In Calabria, Sicilia e a Roma 3mila sono i dipendenti di questa fabbrica immateriale. Team leader e operatori al netto percepiscono otto euro all’ora. Mentre le società committenti fatturano centinaia di milioni, i contratti part-time permettono ai lavoratori di portare a casa tra i 650 e i 950 euro mensili. Da ormai tanti giorni vivono in solitudine l’agonia dell’impresa di cui sono dipendenti.

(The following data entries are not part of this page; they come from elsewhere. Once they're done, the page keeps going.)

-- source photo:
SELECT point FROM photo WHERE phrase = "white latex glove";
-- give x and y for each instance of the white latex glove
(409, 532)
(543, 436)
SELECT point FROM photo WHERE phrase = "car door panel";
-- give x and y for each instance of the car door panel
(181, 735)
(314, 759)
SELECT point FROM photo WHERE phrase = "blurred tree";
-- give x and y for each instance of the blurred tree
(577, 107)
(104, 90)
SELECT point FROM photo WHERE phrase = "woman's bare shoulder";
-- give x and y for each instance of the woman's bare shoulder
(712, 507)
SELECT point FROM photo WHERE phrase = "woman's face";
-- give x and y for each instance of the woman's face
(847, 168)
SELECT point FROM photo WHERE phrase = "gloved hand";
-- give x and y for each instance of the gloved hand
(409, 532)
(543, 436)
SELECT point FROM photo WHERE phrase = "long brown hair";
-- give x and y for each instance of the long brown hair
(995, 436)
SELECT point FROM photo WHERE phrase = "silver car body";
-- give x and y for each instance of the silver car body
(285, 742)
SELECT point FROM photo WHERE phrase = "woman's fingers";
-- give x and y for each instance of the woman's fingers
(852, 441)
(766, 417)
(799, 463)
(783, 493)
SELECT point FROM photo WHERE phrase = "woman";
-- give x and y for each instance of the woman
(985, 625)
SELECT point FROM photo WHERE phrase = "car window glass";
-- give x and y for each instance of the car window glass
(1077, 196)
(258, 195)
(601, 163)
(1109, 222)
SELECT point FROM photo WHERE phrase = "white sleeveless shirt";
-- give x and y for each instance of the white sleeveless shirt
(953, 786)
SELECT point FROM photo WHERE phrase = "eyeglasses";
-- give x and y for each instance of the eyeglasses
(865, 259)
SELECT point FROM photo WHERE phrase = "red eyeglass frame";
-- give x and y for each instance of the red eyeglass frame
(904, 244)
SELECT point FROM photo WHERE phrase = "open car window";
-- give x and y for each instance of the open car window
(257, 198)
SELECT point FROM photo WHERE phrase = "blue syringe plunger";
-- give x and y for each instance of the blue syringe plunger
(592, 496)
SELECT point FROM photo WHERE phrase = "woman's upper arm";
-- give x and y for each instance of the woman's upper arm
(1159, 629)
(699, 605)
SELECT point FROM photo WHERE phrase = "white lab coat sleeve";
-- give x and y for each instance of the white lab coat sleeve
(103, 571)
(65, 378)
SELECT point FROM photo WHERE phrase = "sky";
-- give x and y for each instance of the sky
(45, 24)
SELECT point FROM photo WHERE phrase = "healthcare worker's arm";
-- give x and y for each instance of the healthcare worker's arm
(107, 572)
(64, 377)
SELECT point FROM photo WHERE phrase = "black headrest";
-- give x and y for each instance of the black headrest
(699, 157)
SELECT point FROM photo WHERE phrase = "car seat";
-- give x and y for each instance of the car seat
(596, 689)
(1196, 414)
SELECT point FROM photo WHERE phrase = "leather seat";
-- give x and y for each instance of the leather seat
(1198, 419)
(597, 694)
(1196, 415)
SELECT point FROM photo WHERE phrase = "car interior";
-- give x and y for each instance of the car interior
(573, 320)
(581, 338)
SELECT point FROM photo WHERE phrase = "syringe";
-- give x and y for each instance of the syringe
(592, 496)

Il 18 febbraio scorso, Heritage Venture Ltd Investment Company aveva manifestato disponibilità all’affitto del ramo d’azienda. Ma il 24 marzo comunicava al Tribunale di Roma e agli organi competenti di «non ritenere più valida ed effettiva l’offerta di affitto ponte d’urgenza». Il fondo irlandese precisava che «il trascorrere del tempo senza alcun riscontro e l’aggravarsi della situazione di mercato della Abramo rendono per noi non più proseguibile questa iniziativa». In seguito, s’era detto pronto ad acquistare la società all’asta che però il 22 luglio scorso è andata deserta.
Un digitale sfuggevole
Il cosiddetto terzo settore avanzato avrebbe dovuto rimpiazzare il sogno naufragato di insediamenti industriali che nella zona a nord di Cosenza non hanno mai attecchito. Qui è tangibile “lo sviluppo senza gioia”.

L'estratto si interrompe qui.